You need to restart Outlook for the change to take effect. You can follow the steps to set up: Login the Delve, go to Settings -> Feature Settings: In Feature Settings page, select Off for Documents, click OK to save the changes.
#HOW DO I BLOCK EMAILS FROM SHOWING UP WINDOWS#
To edit the registry, go to Start menu, Run (keyboard shortcut: Windows key + R) and type regedit in the Run field then press Enter. It's "all or nothing" when it comes to displaying contact photos. If you disable photos, this affects the display of contact photos in the header of email messages, in the people pane, and the contact card. Next thing you know, there’s a dozenemails from someone you don’t know. Unfortunately, not allof those emails are something you want. If its being properly blocked at the server, it will never get to the inbox on your iPhone. You have your Gmail account and you’re getting messages. But, the same spam senders are not blocked on my phone inbox. I have upgraded filters on my email account with Cableone to level high, and that works. Administrators can use Group policy to disable contact photos. Use whatever spam filters your email provider offers. In Outlook 2007, you need to edit the registry.

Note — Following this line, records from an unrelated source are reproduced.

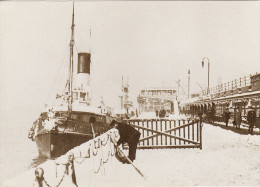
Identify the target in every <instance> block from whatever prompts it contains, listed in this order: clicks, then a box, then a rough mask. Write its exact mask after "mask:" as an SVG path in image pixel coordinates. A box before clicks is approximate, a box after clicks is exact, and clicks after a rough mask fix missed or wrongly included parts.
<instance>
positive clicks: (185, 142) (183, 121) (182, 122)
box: [182, 120, 186, 144]
mask: <svg viewBox="0 0 260 187" xmlns="http://www.w3.org/2000/svg"><path fill="white" fill-rule="evenodd" d="M184 123H185V122H184V120H182V124H184ZM185 130H186V127H183V138H185ZM183 143H184V144H186V142H183Z"/></svg>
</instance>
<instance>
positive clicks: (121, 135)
mask: <svg viewBox="0 0 260 187" xmlns="http://www.w3.org/2000/svg"><path fill="white" fill-rule="evenodd" d="M110 126H111V127H114V128H116V129H118V131H119V135H120V139H119V140H118V142H117V146H119V145H120V144H122V143H128V146H129V153H128V158H129V159H130V160H131V161H132V162H133V161H134V160H135V158H136V148H137V144H138V142H139V139H140V135H141V133H140V132H138V131H137V130H136V129H135V128H134V127H132V126H131V125H128V124H126V123H119V122H117V121H116V120H113V121H112V122H111V124H110Z"/></svg>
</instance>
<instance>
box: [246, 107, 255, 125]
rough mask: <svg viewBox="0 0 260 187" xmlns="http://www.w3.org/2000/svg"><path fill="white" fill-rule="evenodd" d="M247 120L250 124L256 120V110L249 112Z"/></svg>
mask: <svg viewBox="0 0 260 187" xmlns="http://www.w3.org/2000/svg"><path fill="white" fill-rule="evenodd" d="M247 121H248V123H249V124H254V123H255V122H256V112H255V111H254V110H252V111H249V112H248V113H247Z"/></svg>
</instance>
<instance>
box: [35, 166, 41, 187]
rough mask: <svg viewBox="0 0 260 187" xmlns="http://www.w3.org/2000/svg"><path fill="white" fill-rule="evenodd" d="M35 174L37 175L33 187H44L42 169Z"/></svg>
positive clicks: (36, 170)
mask: <svg viewBox="0 0 260 187" xmlns="http://www.w3.org/2000/svg"><path fill="white" fill-rule="evenodd" d="M34 173H35V181H34V183H33V186H37V187H43V181H44V177H43V174H44V170H43V169H42V168H36V169H35V172H34Z"/></svg>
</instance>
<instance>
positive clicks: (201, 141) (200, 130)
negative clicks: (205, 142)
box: [199, 122, 202, 149]
mask: <svg viewBox="0 0 260 187" xmlns="http://www.w3.org/2000/svg"><path fill="white" fill-rule="evenodd" d="M199 124H200V149H202V124H201V122H200V123H199Z"/></svg>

In Outlook 2010 and up, display of contact photos can be controlled in File, Options, People (Contacts in Outlook 2010 and newer). If you don't want to see the contact photo, you have two choices: don't add photos to your contacts (and don't use the social connector) or configure Outlook to hide the photo and photo placeholder. When the people pane is open, the photo displays in the people pane instead of the message header, as seen in the screenshot on the right. If the people pane is enabled you'll see a small thumbnail of the photo (#3) when the people pane is minimized. In Outlook 2007 and up, the photo is also displayed in the message header (#2) in both the reading pane or an open message and on Outlook 2010 or Outlook 2013's Contact Card that pops up when you hover over an email address.